Discovered by LetsGoDigital, the patent loosely details a very wide smartphone with a single folding point right in the middle. The application refers to the unit as a "handheld electronic device" and suggests that half of the screen real estate – specifically near the left and right edges in portrait mode – can double as input areas for mobile gaming.
The dotted lines on the flexible screen in the sketches showcase where the virtual inputs would be located but these input zones would only be determined by software and not the actual hardware design. In other words, if this is a gaming smartphone then it doesn't have hardware buttons but instead, it aims to employ a wide enough display to offer dedicated on-screen controls without robbing players of their gaming display area.
Combining two emerging concepts into one
As usual, there is no guarantee that the patented design at hand will ever be pushed into production but it's interesting seeing Sharp considering a combination of two emerging segments into a single device. Specifically, the market already saw a handful of foldable smartphones and gaming-oriented mobile devices so far, but both of these segments are relatively new and untested.
On the foldable side of things, Samsung is launching the Galaxy Fold this month as its first-ever smartphone to adopt a foldable form factor powered by flexible display technology, and other OEMs are expected to follow in Samsung's footsteps with their own products, but only time will tell if this new form factor will prove to be a success especially given the relatively high entry-level price.
On the other hand, several OEMs have also launched new smartphone models dedicated to mobile gaming but once again, this segment has yet to prove itself. Earlier this year there were rumors that the Razer Phone 3 has been canceled and the product's future remains uncertain to this day.
Some industry watchers (and even AT&T) believe that the 5G era will breathe life into mobile gaming as streaming services ramp up, and some OEMs may want to capitalize on this market shift early-on by launching dedicated gaming smartphones and establishing themselves as solution providers for mobile gaming needs.
Sharp, on the other hand, might want to tackle both the emerging foldable and gaming smartphone segments by releasing a single product characterized by both of these traits. It might work, but then again it might represent twice the risk.

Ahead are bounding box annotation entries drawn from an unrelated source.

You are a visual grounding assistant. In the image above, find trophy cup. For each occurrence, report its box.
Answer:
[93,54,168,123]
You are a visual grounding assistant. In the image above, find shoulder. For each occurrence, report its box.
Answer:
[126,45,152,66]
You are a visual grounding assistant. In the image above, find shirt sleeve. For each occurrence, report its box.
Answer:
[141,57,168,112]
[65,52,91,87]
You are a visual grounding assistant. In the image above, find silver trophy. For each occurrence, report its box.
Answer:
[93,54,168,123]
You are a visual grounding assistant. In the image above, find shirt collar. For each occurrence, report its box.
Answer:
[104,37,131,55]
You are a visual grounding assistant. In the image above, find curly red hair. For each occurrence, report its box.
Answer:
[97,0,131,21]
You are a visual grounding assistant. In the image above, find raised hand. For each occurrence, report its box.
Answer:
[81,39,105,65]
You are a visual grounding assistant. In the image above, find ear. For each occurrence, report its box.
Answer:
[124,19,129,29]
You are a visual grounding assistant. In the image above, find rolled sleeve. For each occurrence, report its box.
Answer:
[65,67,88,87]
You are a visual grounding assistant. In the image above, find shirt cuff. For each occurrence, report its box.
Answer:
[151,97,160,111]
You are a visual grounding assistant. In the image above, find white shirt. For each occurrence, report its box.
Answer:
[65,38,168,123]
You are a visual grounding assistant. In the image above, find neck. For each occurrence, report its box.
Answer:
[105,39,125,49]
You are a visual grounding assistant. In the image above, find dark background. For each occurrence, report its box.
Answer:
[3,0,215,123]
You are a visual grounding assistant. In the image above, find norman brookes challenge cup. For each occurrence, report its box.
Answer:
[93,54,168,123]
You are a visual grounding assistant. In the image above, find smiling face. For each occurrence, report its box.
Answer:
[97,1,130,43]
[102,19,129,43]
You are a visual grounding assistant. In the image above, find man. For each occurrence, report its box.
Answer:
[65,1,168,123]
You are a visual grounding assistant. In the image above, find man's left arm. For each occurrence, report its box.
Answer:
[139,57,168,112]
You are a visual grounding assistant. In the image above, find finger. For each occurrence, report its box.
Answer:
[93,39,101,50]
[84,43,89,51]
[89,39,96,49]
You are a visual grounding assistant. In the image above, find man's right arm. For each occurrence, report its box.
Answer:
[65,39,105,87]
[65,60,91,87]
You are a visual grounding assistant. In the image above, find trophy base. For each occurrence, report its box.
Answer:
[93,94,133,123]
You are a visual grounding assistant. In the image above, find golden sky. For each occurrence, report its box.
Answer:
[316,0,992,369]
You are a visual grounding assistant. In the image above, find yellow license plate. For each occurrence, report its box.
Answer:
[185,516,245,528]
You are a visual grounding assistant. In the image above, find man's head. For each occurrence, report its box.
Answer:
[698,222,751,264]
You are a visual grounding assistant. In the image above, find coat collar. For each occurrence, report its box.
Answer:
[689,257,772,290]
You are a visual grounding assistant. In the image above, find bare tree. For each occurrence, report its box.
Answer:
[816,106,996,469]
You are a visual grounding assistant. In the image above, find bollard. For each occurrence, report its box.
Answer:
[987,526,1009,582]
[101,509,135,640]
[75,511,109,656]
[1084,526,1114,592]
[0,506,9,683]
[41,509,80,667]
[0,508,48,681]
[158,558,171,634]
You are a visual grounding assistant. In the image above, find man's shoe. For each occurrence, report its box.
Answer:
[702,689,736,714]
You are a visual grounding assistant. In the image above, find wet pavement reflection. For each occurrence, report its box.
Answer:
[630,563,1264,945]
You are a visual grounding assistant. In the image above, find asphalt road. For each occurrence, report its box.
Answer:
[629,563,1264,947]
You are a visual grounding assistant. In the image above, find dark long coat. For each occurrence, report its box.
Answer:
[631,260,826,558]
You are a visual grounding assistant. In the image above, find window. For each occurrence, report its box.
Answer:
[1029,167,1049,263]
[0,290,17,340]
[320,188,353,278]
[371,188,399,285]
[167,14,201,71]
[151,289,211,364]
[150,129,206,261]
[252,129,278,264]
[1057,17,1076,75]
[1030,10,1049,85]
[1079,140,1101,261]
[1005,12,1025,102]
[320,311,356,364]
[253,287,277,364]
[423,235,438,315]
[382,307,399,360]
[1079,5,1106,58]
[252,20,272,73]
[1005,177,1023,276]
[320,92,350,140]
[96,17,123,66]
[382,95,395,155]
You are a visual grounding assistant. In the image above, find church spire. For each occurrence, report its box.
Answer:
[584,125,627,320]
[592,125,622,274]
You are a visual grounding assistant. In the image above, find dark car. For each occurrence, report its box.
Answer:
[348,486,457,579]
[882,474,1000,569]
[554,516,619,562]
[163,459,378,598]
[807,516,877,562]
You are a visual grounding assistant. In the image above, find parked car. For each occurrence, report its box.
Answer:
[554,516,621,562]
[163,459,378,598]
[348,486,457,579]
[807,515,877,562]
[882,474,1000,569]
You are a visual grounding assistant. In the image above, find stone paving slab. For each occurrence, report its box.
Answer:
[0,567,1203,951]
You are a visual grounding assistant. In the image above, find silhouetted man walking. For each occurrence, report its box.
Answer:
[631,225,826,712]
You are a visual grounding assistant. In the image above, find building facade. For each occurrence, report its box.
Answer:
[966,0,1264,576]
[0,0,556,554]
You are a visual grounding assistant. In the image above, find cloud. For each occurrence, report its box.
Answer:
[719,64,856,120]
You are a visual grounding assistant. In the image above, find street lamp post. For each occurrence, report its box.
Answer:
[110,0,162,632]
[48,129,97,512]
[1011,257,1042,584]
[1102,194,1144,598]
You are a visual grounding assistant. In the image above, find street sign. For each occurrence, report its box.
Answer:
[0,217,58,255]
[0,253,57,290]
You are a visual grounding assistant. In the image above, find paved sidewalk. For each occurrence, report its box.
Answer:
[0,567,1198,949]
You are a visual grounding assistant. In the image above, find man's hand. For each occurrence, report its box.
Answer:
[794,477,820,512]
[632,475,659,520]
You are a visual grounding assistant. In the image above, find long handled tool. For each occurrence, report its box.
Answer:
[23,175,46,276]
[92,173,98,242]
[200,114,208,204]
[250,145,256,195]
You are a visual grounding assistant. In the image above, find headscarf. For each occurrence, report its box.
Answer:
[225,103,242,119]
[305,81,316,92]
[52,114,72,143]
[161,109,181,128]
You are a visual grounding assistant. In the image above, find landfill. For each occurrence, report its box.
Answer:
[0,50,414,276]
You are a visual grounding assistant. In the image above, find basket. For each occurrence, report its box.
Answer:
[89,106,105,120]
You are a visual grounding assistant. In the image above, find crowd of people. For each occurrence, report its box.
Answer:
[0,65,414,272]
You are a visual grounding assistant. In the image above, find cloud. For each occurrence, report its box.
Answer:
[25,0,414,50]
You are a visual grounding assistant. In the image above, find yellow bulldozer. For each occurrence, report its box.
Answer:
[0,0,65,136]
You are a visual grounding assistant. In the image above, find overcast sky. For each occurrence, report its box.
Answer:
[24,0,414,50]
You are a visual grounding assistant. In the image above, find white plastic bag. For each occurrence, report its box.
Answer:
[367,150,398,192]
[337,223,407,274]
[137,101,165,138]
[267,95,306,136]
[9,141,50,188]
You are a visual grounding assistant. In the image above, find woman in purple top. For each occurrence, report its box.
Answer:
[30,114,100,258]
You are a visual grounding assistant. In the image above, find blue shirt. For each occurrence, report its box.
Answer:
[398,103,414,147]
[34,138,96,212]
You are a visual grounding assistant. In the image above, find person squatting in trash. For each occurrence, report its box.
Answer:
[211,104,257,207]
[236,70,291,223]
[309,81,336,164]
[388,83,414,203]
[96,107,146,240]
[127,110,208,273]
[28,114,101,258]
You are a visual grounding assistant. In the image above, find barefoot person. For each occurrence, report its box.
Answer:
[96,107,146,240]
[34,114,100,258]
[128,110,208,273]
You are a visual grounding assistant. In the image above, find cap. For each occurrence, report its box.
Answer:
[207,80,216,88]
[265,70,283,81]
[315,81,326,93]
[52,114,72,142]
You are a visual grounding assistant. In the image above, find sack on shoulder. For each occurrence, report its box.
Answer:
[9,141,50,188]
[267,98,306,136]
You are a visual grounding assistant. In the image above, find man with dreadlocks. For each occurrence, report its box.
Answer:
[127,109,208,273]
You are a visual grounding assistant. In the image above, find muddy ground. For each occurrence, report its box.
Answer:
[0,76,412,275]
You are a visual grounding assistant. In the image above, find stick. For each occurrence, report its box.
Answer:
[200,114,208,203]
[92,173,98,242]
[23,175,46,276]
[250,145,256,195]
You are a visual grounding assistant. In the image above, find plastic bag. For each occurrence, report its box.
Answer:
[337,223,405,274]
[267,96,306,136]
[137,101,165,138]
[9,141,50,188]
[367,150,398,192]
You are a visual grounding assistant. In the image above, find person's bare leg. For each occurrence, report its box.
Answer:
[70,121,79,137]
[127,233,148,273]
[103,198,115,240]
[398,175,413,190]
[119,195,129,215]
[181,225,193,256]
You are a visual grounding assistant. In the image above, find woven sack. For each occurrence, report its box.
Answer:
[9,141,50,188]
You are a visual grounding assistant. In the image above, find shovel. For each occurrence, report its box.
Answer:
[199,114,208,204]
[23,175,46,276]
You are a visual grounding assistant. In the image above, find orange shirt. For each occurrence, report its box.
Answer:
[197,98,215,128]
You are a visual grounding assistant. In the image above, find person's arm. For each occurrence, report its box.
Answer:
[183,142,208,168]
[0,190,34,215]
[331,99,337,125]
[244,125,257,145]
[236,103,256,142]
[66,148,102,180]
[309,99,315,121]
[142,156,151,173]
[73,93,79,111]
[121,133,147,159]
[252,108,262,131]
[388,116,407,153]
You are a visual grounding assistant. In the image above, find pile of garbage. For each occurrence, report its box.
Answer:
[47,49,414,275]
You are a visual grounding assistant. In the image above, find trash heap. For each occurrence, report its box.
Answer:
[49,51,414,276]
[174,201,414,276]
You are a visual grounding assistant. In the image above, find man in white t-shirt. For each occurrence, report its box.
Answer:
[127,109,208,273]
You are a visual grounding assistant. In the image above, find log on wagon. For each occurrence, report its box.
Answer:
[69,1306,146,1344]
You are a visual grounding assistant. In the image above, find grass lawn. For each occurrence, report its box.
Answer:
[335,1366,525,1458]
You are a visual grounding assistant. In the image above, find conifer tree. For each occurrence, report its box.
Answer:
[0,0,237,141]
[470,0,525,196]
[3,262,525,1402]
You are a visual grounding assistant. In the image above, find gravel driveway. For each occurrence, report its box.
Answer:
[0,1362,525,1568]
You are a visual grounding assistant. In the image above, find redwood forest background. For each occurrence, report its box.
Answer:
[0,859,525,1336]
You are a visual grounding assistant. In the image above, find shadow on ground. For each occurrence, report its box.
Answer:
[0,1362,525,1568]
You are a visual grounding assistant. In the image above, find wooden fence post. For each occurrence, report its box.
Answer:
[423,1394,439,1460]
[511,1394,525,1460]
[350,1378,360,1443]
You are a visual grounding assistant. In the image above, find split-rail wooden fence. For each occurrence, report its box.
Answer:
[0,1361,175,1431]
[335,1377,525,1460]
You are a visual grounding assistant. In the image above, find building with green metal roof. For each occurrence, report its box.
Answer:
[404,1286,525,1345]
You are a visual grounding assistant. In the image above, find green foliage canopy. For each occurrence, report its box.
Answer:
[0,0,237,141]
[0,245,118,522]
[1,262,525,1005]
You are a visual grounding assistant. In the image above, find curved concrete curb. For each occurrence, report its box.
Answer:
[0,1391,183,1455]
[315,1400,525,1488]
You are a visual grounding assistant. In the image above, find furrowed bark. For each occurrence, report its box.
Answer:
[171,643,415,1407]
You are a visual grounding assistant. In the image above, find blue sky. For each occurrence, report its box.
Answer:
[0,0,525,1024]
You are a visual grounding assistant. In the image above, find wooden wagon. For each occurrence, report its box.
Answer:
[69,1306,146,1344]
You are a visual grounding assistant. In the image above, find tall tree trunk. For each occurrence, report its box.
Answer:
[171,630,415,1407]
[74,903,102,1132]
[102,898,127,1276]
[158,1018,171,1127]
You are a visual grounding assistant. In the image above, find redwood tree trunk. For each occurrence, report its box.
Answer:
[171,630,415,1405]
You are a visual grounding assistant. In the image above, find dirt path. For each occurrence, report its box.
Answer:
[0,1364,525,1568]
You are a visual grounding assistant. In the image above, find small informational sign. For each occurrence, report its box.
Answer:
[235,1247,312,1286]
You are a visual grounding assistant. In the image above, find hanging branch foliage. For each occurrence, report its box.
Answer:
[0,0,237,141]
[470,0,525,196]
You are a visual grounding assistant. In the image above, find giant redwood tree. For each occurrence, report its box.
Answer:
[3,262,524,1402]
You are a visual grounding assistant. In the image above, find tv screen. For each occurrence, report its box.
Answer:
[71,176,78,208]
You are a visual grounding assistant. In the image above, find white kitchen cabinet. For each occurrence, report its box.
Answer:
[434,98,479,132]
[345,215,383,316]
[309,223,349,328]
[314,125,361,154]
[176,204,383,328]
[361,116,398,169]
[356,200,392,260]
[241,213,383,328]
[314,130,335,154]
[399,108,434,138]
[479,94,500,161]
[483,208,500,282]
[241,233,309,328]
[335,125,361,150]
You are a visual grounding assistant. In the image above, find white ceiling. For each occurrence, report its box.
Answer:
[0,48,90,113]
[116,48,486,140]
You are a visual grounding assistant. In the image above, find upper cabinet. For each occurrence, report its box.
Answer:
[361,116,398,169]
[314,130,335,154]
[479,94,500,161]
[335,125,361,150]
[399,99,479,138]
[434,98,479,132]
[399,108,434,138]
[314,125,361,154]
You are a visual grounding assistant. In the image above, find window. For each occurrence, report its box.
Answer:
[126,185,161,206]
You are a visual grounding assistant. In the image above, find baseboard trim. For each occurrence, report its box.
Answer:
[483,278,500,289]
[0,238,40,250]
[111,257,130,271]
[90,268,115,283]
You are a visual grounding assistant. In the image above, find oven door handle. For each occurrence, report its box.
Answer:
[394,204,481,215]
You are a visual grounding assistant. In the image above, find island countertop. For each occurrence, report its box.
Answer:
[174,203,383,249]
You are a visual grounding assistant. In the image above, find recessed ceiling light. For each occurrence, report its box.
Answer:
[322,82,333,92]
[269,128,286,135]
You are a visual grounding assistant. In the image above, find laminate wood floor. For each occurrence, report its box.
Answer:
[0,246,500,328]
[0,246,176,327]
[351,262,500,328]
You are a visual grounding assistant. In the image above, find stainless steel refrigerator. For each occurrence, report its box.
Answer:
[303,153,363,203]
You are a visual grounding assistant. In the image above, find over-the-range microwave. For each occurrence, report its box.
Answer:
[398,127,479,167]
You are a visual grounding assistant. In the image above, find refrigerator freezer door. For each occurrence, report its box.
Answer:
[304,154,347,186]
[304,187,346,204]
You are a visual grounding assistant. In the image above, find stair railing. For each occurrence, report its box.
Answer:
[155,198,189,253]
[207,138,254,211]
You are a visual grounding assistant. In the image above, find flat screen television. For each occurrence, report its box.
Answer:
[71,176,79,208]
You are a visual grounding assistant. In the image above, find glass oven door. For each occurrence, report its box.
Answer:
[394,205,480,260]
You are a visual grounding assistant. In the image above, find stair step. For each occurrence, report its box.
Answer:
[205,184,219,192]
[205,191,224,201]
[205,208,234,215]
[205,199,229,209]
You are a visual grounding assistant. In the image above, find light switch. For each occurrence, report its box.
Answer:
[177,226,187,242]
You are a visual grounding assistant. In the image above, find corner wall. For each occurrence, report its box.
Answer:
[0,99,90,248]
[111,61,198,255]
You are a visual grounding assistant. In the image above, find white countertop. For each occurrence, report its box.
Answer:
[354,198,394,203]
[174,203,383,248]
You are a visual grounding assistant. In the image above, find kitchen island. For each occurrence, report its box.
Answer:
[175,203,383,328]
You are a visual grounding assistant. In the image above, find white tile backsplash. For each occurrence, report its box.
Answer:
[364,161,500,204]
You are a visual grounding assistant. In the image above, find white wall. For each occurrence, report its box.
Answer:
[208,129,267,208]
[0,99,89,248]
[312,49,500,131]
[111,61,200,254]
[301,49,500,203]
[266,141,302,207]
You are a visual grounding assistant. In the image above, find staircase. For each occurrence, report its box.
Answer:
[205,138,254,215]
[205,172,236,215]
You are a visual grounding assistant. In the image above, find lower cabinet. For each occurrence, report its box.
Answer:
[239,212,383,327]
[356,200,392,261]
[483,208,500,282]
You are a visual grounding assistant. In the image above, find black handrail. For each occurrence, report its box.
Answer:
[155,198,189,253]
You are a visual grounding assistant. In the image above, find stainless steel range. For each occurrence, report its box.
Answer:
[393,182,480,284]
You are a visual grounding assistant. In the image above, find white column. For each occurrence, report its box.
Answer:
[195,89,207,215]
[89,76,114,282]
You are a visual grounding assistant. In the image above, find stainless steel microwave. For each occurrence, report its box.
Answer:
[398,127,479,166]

This isn't the first patent application describing a foldable Sharp smartphone as an earlier find suggested that the OEM is also entertaining the idea of creating a more conventional foldable phone, at least as far as the image format is concerned. Having said that, Sharp may have not yet made a decision as to how it should join the foldable smartphone scene and only time will tell if it will become the first Japanese OEM to have a foldable phone ready for consumers.